A pair of scuba divers filming off Carmel, Calif., got a great big surprise when a giant Pacific octopus suddenly put an arm lock on one of their cameras.
NBC affiliate KSBW in Monterey reported that the encounter occurred when Warren Murray and David Malvestuto were diving in Bluefish Cove off of Point Lobos in Carmel. They were in about 80 feet of water when the normally shy cephalopod approached them and took a fancy to Murray's camera.
As Malvestuto kept his video camera rolling, the octopus wrapped its arms around the camera and tried to pull it away from the diver.
The wrestling match continued for a few tense moments before Murray flashed the camera's lights, causing the light-sensitive octopus to beat a hasty retreat.

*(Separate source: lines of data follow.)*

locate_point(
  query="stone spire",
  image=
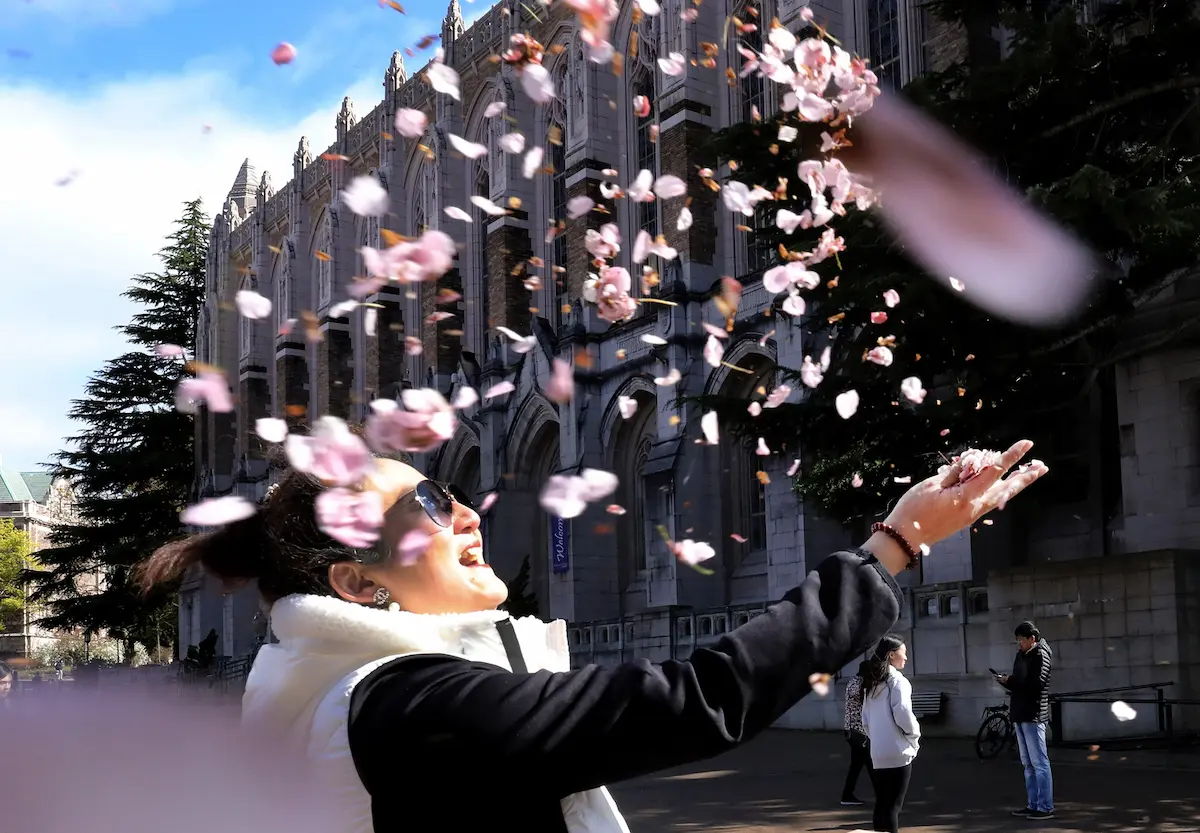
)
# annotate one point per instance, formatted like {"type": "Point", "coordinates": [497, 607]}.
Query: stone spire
{"type": "Point", "coordinates": [346, 118]}
{"type": "Point", "coordinates": [395, 77]}
{"type": "Point", "coordinates": [453, 25]}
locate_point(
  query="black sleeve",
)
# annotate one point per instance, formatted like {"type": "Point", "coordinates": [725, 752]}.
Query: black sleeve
{"type": "Point", "coordinates": [599, 725]}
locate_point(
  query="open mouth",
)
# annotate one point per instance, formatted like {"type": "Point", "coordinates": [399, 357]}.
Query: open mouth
{"type": "Point", "coordinates": [473, 556]}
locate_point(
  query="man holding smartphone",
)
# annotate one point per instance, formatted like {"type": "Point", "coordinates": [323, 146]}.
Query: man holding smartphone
{"type": "Point", "coordinates": [1029, 687]}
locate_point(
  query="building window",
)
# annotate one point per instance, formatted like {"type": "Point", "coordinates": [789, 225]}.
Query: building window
{"type": "Point", "coordinates": [883, 41]}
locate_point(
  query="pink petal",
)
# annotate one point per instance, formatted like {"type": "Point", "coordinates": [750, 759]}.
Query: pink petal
{"type": "Point", "coordinates": [847, 403]}
{"type": "Point", "coordinates": [217, 511]}
{"type": "Point", "coordinates": [283, 53]}
{"type": "Point", "coordinates": [499, 389]}
{"type": "Point", "coordinates": [271, 430]}
{"type": "Point", "coordinates": [252, 305]}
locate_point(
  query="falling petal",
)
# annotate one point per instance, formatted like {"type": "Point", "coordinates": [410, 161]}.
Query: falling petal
{"type": "Point", "coordinates": [217, 511]}
{"type": "Point", "coordinates": [252, 305]}
{"type": "Point", "coordinates": [847, 403]}
{"type": "Point", "coordinates": [271, 430]}
{"type": "Point", "coordinates": [499, 389]}
{"type": "Point", "coordinates": [465, 397]}
{"type": "Point", "coordinates": [283, 53]}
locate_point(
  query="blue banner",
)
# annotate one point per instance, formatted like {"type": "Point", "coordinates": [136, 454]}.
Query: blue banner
{"type": "Point", "coordinates": [559, 545]}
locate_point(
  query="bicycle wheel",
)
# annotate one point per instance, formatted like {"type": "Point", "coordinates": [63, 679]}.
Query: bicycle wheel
{"type": "Point", "coordinates": [994, 736]}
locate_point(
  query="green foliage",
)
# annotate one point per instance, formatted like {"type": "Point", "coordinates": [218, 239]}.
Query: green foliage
{"type": "Point", "coordinates": [1099, 124]}
{"type": "Point", "coordinates": [15, 561]}
{"type": "Point", "coordinates": [132, 460]}
{"type": "Point", "coordinates": [522, 600]}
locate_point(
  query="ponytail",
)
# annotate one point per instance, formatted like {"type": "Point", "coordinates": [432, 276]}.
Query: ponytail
{"type": "Point", "coordinates": [876, 667]}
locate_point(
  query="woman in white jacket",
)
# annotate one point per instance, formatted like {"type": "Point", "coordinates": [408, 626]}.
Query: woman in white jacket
{"type": "Point", "coordinates": [893, 729]}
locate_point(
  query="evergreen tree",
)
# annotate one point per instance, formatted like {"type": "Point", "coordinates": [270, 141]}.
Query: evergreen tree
{"type": "Point", "coordinates": [1098, 123]}
{"type": "Point", "coordinates": [132, 462]}
{"type": "Point", "coordinates": [522, 601]}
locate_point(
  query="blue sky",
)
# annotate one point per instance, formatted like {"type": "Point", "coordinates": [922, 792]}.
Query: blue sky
{"type": "Point", "coordinates": [113, 96]}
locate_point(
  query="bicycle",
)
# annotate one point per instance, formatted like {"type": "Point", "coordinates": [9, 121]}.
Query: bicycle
{"type": "Point", "coordinates": [996, 732]}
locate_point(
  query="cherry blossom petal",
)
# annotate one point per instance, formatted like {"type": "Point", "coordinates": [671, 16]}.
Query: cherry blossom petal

The report did not say when the encounter occurred.
Giant Pacific octopuses, which have powerful suction cups dotting their legs and can grow up to 30 feet in length, are normally extremely shy, but they also are "agile, smart (and) sneaky," according to the Monterey Bay Aquarium.
"Octopuses are very intelligent animals that can learn to open jars, play with toys, and interact with their handlers," the aquarium says on its website. "Giant Pacific octopuses spend most of their lives alone. Scientists long thought that animals were unlikely to evolve intelligence unless they were social, so the octopus's clever, lonely life is something of a mystery."